Thurnus se volvió a mirarla.

—Por favor, toca a tu esclava.

—Hace mucho tiempo que no me pides que te toque —dijo Thurnus mirándola.

—Te lo ruego, amo —murmuró ella. Alzó el cuerpo prisionero del potro—. ¡Te lo suplico!

—Silencio, esclava —dijo Thurnus.

—Sí, amo. —Y la esclava quedó en silencio.

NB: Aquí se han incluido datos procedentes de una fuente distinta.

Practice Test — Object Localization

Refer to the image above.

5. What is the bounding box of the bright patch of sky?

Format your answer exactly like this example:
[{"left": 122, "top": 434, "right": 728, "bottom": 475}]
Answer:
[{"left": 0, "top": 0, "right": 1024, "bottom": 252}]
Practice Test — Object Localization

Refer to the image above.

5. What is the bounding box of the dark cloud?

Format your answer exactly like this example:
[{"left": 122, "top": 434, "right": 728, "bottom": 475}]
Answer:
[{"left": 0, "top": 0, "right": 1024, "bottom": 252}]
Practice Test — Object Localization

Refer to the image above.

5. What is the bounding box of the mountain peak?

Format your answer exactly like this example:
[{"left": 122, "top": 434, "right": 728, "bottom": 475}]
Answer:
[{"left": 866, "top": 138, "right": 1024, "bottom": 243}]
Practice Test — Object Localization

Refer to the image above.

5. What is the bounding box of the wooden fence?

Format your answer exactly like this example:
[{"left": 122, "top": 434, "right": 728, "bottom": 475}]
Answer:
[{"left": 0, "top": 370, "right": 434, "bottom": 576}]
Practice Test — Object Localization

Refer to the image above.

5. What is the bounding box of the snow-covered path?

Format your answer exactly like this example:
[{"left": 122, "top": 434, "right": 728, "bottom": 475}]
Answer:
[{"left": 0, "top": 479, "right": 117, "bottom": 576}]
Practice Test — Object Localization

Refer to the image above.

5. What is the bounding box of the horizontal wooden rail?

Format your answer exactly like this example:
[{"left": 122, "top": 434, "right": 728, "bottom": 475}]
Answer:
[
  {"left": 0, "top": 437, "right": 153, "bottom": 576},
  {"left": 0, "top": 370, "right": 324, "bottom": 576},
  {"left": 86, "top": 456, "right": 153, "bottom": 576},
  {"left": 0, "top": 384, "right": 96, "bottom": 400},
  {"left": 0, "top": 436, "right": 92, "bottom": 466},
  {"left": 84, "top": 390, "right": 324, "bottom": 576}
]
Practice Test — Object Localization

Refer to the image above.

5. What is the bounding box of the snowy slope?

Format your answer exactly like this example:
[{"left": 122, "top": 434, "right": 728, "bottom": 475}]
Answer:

Yo alcé los ojos hacia ella. Sospechaba que Thurnus jamás la había tratado con tal fuerza y autoridad. Sin duda, hacía muchos años la había amado con la ternura que se le brinda a una mujer libre. Pensé que ésta era la primera vez en su vida que había sentido la lujuria desatada y libre que puede provocar el cuerpo de una esclava. Nunca había tenido una experiencia como ésta. Nunca había sido tan poseída. Miró a Thurnus perpleja, confundida, azorada, arrebatada. Vi que quería gritarle, suplicarle que volviera, pero no se atrevió porque estaba bajo disciplina. Por la mañana sería azotada.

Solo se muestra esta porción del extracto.